The soteriological (salvational) concepts of Calvinists are always consistent with the sovereignty of God. Indeed, God's sovereignty, along with the Biblical revelation of His nature and attributes, is the foundational truth on which all other aspects of soteriology are founded. In contrast, Arminian soteriology rests upon the so-called free will of man, as did Pelagianism and Semi-Pelagianism from whose roots Arminianism has developed. Instead of pointing men to a sovereign God whose grace alone can save, Arminianism relies on the supposed sufficiency of the human will to choose to be saved when influenced by the gospel. Thus, the foundational doctrine of Arminianism is man's alleged free will, not God's free grace; its chief emphasis is human merit, not divine sovereignty; it worships at the altar of choice not mercy; it stresses what is fair, not just; and it elevates humanity, not deity.

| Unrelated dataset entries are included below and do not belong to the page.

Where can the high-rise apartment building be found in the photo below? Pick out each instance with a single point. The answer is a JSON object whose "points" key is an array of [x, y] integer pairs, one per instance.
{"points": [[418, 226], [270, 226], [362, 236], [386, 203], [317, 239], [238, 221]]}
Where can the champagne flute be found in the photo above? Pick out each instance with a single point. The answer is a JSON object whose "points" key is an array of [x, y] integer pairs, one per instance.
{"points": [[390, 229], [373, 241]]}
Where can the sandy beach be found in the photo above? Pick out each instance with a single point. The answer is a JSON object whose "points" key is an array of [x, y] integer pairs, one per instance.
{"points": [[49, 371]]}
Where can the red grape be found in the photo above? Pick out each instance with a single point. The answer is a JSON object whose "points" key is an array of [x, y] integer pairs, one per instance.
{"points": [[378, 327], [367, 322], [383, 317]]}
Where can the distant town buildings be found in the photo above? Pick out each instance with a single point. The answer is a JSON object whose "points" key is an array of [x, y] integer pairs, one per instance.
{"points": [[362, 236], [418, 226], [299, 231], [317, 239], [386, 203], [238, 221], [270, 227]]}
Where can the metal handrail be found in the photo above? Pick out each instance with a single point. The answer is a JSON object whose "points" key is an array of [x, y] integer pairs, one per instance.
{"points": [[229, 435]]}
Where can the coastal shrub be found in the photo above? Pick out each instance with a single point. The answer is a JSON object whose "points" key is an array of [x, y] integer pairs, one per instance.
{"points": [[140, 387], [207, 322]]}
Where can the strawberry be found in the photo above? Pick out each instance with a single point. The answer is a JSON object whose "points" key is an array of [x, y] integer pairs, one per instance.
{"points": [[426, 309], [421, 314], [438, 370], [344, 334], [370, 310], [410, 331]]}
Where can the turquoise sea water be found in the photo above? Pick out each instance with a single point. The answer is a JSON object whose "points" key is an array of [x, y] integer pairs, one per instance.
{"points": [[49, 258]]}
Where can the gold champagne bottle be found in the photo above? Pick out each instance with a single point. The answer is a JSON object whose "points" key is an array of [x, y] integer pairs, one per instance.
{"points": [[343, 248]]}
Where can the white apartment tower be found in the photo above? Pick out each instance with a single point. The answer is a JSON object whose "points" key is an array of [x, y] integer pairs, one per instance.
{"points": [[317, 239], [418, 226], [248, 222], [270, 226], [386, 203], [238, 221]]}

The Arminian tree has produced much rotten fruit. Arminianism has produced so-called decisional salvation with its anxious seats, mourners benches, counseling rooms, and the modern invitation, which is nothing less than a psychological tool to coerce people into professing faith in Christ. With its emphasis on fairness and God's owing every person the same opportunity to be saved, it has given rise to contemporary humanism and the whole modern-day rights movement. Because human choice is the high doctrine of this system, to which every other teaching must be adjusted, many sinful and abominable practices based on the so-called right of choice have developed wherever Arminianism has prevailed. [Adapted and/or excerpted from an article by Royce Smith.]